Taką mini, ale nie było ani gaci, ani staników, nic, tylko samą sukieneczkę. Te sukienki były przeszyte krzyżem, czyli tu były wycięte krzyże i z tyłu były wycięte, że jak pani uciekła z obozu, to wiedzieli już, że to jest więźniarka. Można było spruć to, ale była dziura jako krzyż. Później mnie zabrali do Hennigsdorf, Hennigsdorf to był w Austrii. 9636 numer, nie wiem, czy się nie mylę, ale ten pierwszy to pamiętam, w Ravensbrück właśnie był 64785. Fabryka amunicji, tak się to jakoś nazywało, w fabryce amunicji [pracowałam]. Dojechałam tam później do Hennigsdorf i tam zostałam do końca. Też tam pracowałam kilka godzin, od rana do wieczora. Szliśmy pieszo, żylaków takich dostałam, bo nieprzyzwyczajona byłam. Zabrali mi ubranie i wszystko zabrali, dostałam drewniaki, czterdziesty drugi numer, a ja miałam nogę małą, byłam bardzo drobna, bardzo… nie wyglądałam na osiemnaście [lat]. Zawsze mój majster, bo miałam bardzo dobrego majstra w Hennigsdorfie, [mówił] kleine Wanda i kleine Wanda.

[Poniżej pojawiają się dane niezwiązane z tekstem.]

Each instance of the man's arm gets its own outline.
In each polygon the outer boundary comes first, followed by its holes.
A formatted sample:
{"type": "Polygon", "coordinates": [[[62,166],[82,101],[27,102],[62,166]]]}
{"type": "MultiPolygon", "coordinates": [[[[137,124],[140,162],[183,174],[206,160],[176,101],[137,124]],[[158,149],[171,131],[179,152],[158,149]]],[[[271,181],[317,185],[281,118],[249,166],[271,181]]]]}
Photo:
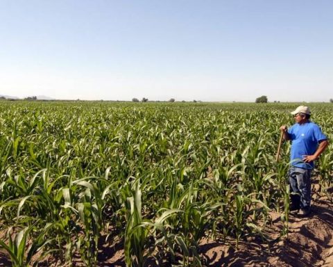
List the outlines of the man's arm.
{"type": "Polygon", "coordinates": [[[328,141],[327,140],[322,140],[319,141],[319,145],[316,150],[316,152],[313,155],[305,155],[303,156],[303,161],[306,163],[309,163],[317,159],[321,153],[323,153],[326,147],[328,146],[328,141]]]}
{"type": "Polygon", "coordinates": [[[281,127],[280,127],[280,130],[283,133],[283,139],[287,141],[290,140],[290,136],[288,134],[288,128],[286,125],[282,125],[281,127]]]}

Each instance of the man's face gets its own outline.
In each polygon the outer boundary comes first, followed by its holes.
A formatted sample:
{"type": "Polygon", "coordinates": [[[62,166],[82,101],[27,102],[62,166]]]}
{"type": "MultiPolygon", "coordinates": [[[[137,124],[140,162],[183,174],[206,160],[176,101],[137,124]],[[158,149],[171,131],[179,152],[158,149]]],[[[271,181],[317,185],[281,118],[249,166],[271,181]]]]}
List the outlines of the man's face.
{"type": "Polygon", "coordinates": [[[299,123],[300,124],[301,124],[306,120],[305,118],[306,118],[305,115],[302,113],[297,113],[293,115],[293,118],[295,119],[295,121],[297,123],[299,123]]]}

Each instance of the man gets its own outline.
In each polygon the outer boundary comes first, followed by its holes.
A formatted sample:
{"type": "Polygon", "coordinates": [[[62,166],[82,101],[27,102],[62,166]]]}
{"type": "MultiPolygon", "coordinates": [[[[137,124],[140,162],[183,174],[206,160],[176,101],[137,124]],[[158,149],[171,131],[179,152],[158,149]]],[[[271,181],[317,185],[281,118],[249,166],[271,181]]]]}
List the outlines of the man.
{"type": "Polygon", "coordinates": [[[289,172],[290,211],[293,214],[306,216],[310,213],[310,177],[314,161],[326,149],[328,141],[321,128],[309,120],[311,111],[307,106],[300,106],[291,114],[296,123],[289,129],[286,125],[280,128],[284,139],[291,140],[289,172]]]}

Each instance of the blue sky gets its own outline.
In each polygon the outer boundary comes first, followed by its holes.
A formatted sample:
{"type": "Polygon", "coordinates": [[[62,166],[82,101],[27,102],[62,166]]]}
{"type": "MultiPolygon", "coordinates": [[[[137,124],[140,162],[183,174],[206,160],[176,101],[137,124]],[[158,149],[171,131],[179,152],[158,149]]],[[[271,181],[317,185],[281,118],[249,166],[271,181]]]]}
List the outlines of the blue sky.
{"type": "Polygon", "coordinates": [[[328,102],[330,0],[0,0],[0,95],[328,102]]]}

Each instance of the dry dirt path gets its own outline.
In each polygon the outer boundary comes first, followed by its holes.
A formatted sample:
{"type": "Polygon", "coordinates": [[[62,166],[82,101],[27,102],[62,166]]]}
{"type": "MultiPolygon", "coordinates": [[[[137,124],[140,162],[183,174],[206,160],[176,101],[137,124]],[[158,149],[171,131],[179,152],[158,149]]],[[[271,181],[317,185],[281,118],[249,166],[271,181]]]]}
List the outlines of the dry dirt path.
{"type": "MultiPolygon", "coordinates": [[[[276,238],[282,224],[279,214],[272,213],[272,218],[270,235],[276,238]]],[[[0,234],[0,238],[3,238],[3,232],[0,234]]],[[[288,238],[270,248],[255,240],[241,242],[238,250],[223,241],[204,241],[200,252],[206,266],[333,267],[332,202],[314,193],[311,215],[307,218],[290,216],[288,238]]],[[[99,266],[125,266],[119,242],[112,247],[105,244],[101,255],[99,266]]],[[[78,259],[74,259],[74,266],[83,266],[78,259]]],[[[47,262],[41,266],[65,267],[56,259],[49,257],[47,262]]],[[[0,250],[0,266],[10,266],[8,255],[0,250]]]]}

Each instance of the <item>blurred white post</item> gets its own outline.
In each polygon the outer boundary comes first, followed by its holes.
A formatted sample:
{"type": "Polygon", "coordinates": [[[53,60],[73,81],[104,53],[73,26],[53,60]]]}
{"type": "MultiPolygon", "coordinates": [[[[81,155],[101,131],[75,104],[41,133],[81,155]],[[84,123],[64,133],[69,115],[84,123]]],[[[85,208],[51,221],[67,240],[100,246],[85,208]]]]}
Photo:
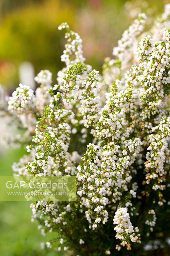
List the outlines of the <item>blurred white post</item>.
{"type": "Polygon", "coordinates": [[[19,76],[20,83],[29,85],[34,91],[35,89],[34,69],[33,65],[29,61],[24,61],[19,68],[19,76]]]}

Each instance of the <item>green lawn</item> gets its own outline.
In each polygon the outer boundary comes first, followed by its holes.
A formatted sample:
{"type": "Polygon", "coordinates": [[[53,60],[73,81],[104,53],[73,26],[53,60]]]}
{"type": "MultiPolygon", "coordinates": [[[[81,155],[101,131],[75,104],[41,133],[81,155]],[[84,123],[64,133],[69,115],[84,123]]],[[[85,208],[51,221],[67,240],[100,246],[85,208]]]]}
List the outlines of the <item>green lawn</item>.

Był Niemcem. To był Niemiec, ale był w porządku. Jego syn poszedł gdzieś na wojnę i on został sam. Był mistrzem przy tych amunicjach, co wyrabialiśmy. Jemu było mnie żal, że ja taka drobniutka. Ja nie wyglądałam wtedy jeszcze na osiemnaście lat, bez biustu, bez niczego, tylko sukienkę [miałam] i bez majtek byłam.
Okropne. Ja zawsze szukałam łóżka na parterze. To były te, jak one się nazywają, prycze, drewniane prycze, trzypiętrowe. Była poduszka malutka, nawet nie było poduszki, tylko był koc, że jak szliśmy do pracy, to nie mieliśmy… Zima czy lato, czy jesień, trzeba było się zakryć kocem, [bo] nie było płaszczy. Były tylko drewniaki i ten koc i nic więcej na sobie. Szliśmy pieszo oczywiście, kawałek drogi.
O tak, tak.
Bardzo była solidarna pomoc, bardzo. Czy Święta Bożego Narodzenia, czy wielkanocne, to chodziłyśmy do jednych tych…
Tak, baraki. W Ravensbrücku to byłam w baraku numer dwadzieścia dziewięć, a w Hennigsdorfie to były baraki przy baraku, tak że chodziłyśmy od baraku do baraku i tam spędzałyśmy święta.
Było tak: położony talerz i nic nie było w tym talerzu. Nic, pusty talerz i łyżka i święta się spędzało.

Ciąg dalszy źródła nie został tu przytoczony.